Update November 1, 2024: Correction
I misinterpreted an important methodological aspect of the OpenAI study. SimpleQA's test questions were chosen specifically because they cause problems for AI models - every question included was one that tripped up at least one of the models used during data creation (GPT-4 models of various release dates).
This selective approach means that low accuracy scores reflect performance on particularly challenging questions, not the AI models' overall capabilities. By focusing only on questions where the models sometimes failed, the benchmark naturally produced lower scores.
I apologize for my mistake and the misleading interpretation. The article has been updated to reflect this change.
Article dated October 30, 2024:
The SimpleQA test includes 4,326 questions across science, politics, and art. Each question was designed to have only one clearly correct answer, verified by two independent reviewers.

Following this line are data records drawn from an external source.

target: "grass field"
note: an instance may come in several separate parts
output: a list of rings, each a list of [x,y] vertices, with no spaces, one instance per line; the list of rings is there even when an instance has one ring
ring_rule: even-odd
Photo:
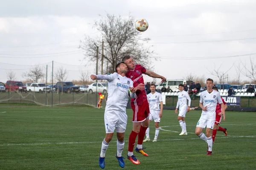
[[[187,113],[189,134],[179,136],[180,127],[174,110],[164,110],[162,130],[156,142],[146,142],[148,157],[134,153],[140,164],[125,160],[127,170],[255,170],[256,113],[227,112],[221,127],[228,136],[217,132],[212,156],[207,145],[194,134],[201,112]],[[0,105],[0,169],[99,170],[99,157],[105,135],[104,110],[82,106],[48,107],[20,104]],[[123,156],[132,130],[128,123]],[[154,122],[150,125],[151,139]],[[106,170],[119,170],[115,158],[116,138],[106,154]]]

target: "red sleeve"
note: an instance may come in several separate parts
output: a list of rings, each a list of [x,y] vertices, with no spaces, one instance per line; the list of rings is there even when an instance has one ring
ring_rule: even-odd
[[[222,102],[223,102],[223,104],[224,104],[224,105],[226,105],[227,104],[227,103],[226,102],[225,102],[225,101],[224,101],[224,99],[223,99],[222,97],[221,97],[221,100],[222,100]]]
[[[145,68],[145,67],[144,67],[142,65],[138,65],[139,67],[138,67],[138,68],[140,70],[140,71],[141,71],[141,73],[142,74],[144,74],[146,72],[146,71],[147,71],[147,70],[146,70],[146,69]]]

The low percentage of correct answers must be understood in the specific context of SimpleQA's methodology: The researchers only included questions where at least one of the GPT-4s used to generate most of the data gave an incorrect answer. This also means that the reported percentages reflect the performance of the models on particularly difficult questions, not their general ability to give correct answers to factual questions.
OpenAI's best model, o1-preview, achieved a 42.7 percent success rate. GPT-4o followed with 38.2 percent correct answers, while the smaller GPT-4o-mini managed just 8.6 percent accuracy.
Anthropic's Claude models performed worse. Their top model, Claude-3.5-sonnet, got 28.9 percent right and 36.1 percent wrong. However, smaller Claude models more often declined to answer when uncertain – a desirable response that shows they recognize their knowledge limitations.
Note that the test specifically measures knowledge acquired during training. It does not assess the models' general ability to provide correct answers when given additional context, Internet access, or database connections.
AI models overestimate themselves
The study shows also shows that AI language models significantly overestimate their own capabilities when answering questions. When researchers asked the models to rate their confidence in their answers, the AIs consistently gave inflated scores about their own accuracy.
To measure this overconfidence systematically, researchers had the models answer identical questions 100 times each. They found that when a model gave the same answer repeatedly, it was more likely to be correct - but even then, actual success rates remained lower than what the models predicted about their own performance. This finding fits with the common criticism that language models can answer complete nonsense while acting like they know it's right.
The researchers note significant gaps in current AI systems' factual accuracy that need addressing. They also point out an open research question: whether an AI's performance on short factual answers predicts how well it handles longer, more detailed responses containing multiple facts.
OpenAI has released its SimpleQA benchmark on Github to help researchers develop more reliable language models.